I was asked the other day about who I am without my children. The idea is that there is an essential you before children that is somehow the true you that you need to reconnect with. The one who had dreams and plans and time to indulge in those dreams and plans before her whole life was a series of to-do lists and sleep deprivation.
The thing is that I’m not sure if there has ever been an essential fully formed me. My childhood was somewhat chaotic. This is not a sob story. The chaos made for instability, but it also made for resilience. The coping mechanisms forged in the early years are probably the ones I still resort to. What I am asking myself now is do they actually work? The other question I am asking is how would I know? What criteria do you judge coping by? Getting to the next week, the next hour, the next minute?
Moreover, growing up in chaos forces you sometimes to interrogate yourself pretty thoroughly to try to make sense of it all. However, there are an awful lot of people out there trying to tell you what to think and do.
One of the main things that connects me to my childhood is a resistance to people telling me what to do or be. I prefer to have the head space to be able to work things out for myself. When I was younger I didn’t have much outward confidence in myself, despite resisting, even if resisting is perhaps a sign of some kind of deep-rooted self-confidence.
I often wonder where self esteem comes from, particularly for girls. I see the multiple pressures on my daughters and how it affects how they view themselves. What makes me proud is when we talk about the things that have happened to them, what they think about them and how they too are resisting the pressure to be told how to be. Independent thinking is a vital life skill.

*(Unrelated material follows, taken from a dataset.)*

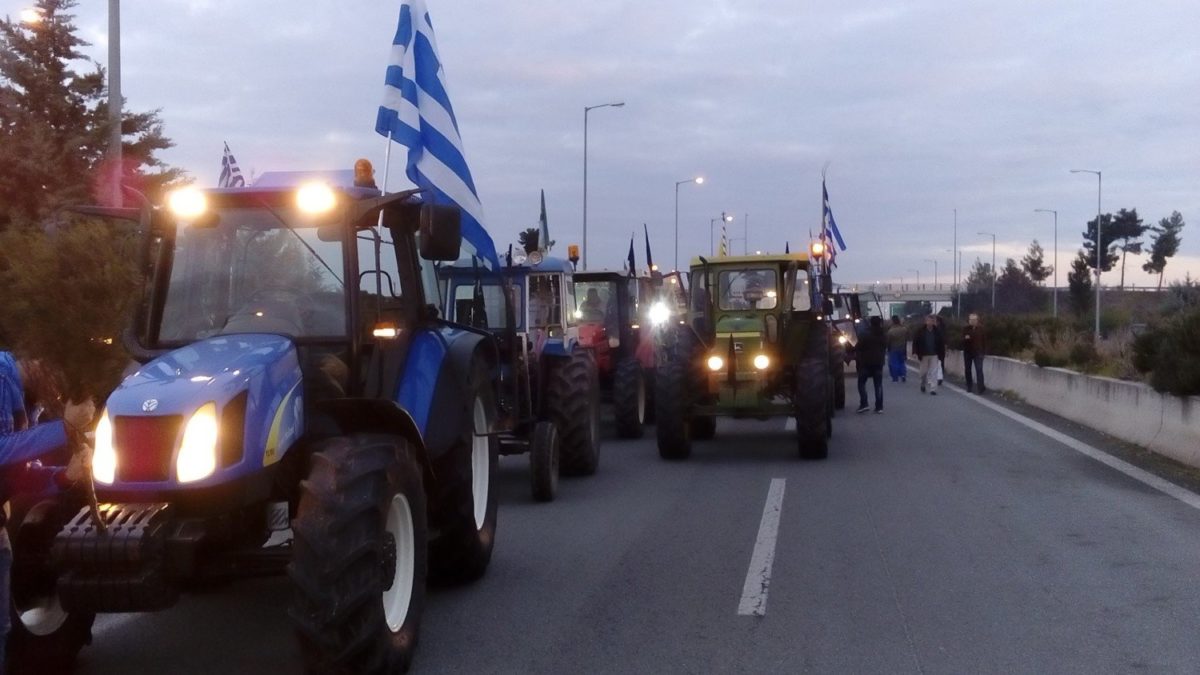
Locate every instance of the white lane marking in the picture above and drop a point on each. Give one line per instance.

I have got all the way to middle age now and I know more about myself. I question what other people tell me, even in grief. Who gets to decide how you should grieve? I trust myself more. Is that the basis of self esteem, not in a self-promotional, out there kind of way, but in a quiet feeling of self awareness?
But to return to the issue of who I am without my children, I don’t honestly know. Because I will never be without my children. Even if they are not physically here in this world. Even if I lose my mind, they will still be etched on my body, in the aches in my back caused by having spent too many nights with a small person under my arm, in the shifting of internal organs during pregnancy, in the imprint of their bodies on my skin.